The Well of Stars Page 7
The K-class sun has no worlds, only a loose assemblage of asteroids and comets left over from an impoverished dust cloud. Settlers from a machine species have claimed every rock larger than a human fist, attaching beacons and at least one species of booby-trap. In culture and language, they seem to be related to the 449-tables, but since they won’t meet with us, much less allow close examinations, we can only make sloppy guesses about their origins …
They claim to know nothing about the nebula. They say it does not interest them, that they possess all of the room and resources they need right here, for now and the next ten billion years … which is a fair estimate, considering that to date they have retroformed only half a thousand scattered bolides …
But my first officer has voiced doubts about their attitude.
We passed through the system last night, borrowing momentum from the sun to acquire a new course. Neither my first officer nor I could sleep. “Remember when we were approaching?” she asked. “When they first noticed us, I mean. We made a burn and gave our little ‘Hello …’”
“What about it?” I asked.
“Remember? What did their first transmission show us?”
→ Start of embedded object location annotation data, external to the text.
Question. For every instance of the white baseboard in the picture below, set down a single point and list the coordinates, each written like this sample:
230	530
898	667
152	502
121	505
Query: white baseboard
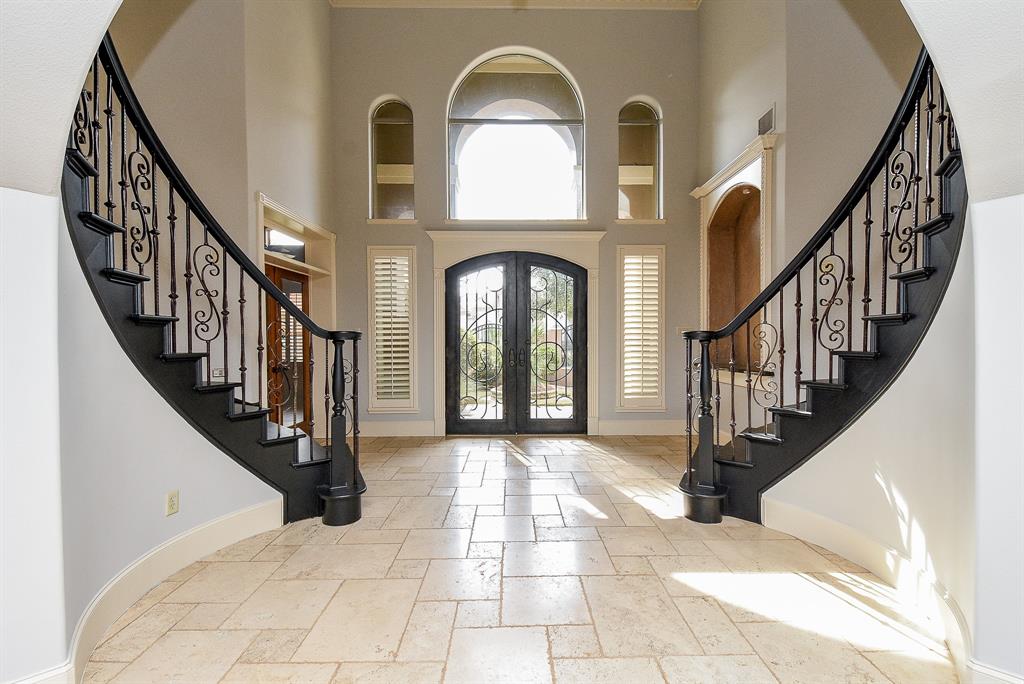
396	428
148	570
939	612
655	426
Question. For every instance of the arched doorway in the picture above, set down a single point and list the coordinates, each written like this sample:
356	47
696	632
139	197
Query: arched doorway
734	260
515	345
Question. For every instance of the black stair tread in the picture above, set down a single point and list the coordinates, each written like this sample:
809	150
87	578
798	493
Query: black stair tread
183	356
216	386
885	318
247	414
935	224
913	274
152	318
857	354
822	384
119	275
98	223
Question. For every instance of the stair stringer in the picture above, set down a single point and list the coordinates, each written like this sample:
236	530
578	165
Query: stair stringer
865	379
175	381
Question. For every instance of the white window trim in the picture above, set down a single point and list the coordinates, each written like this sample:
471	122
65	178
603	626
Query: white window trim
640	405
377	405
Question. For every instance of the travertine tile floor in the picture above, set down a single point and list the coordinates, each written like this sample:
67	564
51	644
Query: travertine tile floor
530	559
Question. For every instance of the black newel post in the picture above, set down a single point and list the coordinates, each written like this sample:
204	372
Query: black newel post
342	495
702	497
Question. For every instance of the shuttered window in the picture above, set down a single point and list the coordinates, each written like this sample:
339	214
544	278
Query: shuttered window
392	278
641	358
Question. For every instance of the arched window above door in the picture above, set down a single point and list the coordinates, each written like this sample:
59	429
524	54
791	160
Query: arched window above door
392	188
515	143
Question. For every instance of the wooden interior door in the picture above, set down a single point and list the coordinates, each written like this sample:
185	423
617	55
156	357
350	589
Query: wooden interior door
288	343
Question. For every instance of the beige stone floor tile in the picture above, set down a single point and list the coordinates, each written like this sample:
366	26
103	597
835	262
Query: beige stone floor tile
275	553
485	550
488	495
222	583
916	666
607	671
540	505
801	656
365	621
428	632
273	646
589	511
567	535
193	657
715	632
770	556
632	565
408	569
537	487
388	673
468	580
544	601
717	670
374	537
513	654
206	616
690	575
150	599
478	613
460	517
573	641
132	640
634	615
426	544
541	521
418	513
281	673
504	528
636	542
100	673
552	558
378	507
338	562
284	604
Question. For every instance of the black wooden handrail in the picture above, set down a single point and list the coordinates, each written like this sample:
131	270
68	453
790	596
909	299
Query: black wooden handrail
916	85
135	114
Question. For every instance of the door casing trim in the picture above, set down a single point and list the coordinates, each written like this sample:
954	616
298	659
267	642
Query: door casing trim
580	247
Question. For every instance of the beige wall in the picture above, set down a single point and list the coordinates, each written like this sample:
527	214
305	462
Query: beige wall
613	56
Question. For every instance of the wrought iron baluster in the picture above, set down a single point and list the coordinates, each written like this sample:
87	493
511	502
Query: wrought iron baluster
173	296
866	299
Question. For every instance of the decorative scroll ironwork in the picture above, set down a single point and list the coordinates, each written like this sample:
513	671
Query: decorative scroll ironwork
206	258
551	359
901	172
83	127
830	275
141	236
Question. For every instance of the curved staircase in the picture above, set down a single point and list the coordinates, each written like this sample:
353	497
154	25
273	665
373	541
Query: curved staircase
200	319
838	325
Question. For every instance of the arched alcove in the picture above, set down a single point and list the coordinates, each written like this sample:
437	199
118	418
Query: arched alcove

An elaborate, highly detailed picture was sent to us. (I’m including the image, of course. Perhaps you can make more out of this, Master.) From what I can tell, the picture shows us that the local residents possess no starships. They were tiny machines, and scarce, and by a thousand measures, utterly harmless. They had no intention of launching toward the nebula. Again and again, they referred to us as being “great thinking silicon”—apparently a common 449-Able reference to intelligent machinery—and they seemed to mention an old treaty, a sworn agreement, or maybe a desperate promise …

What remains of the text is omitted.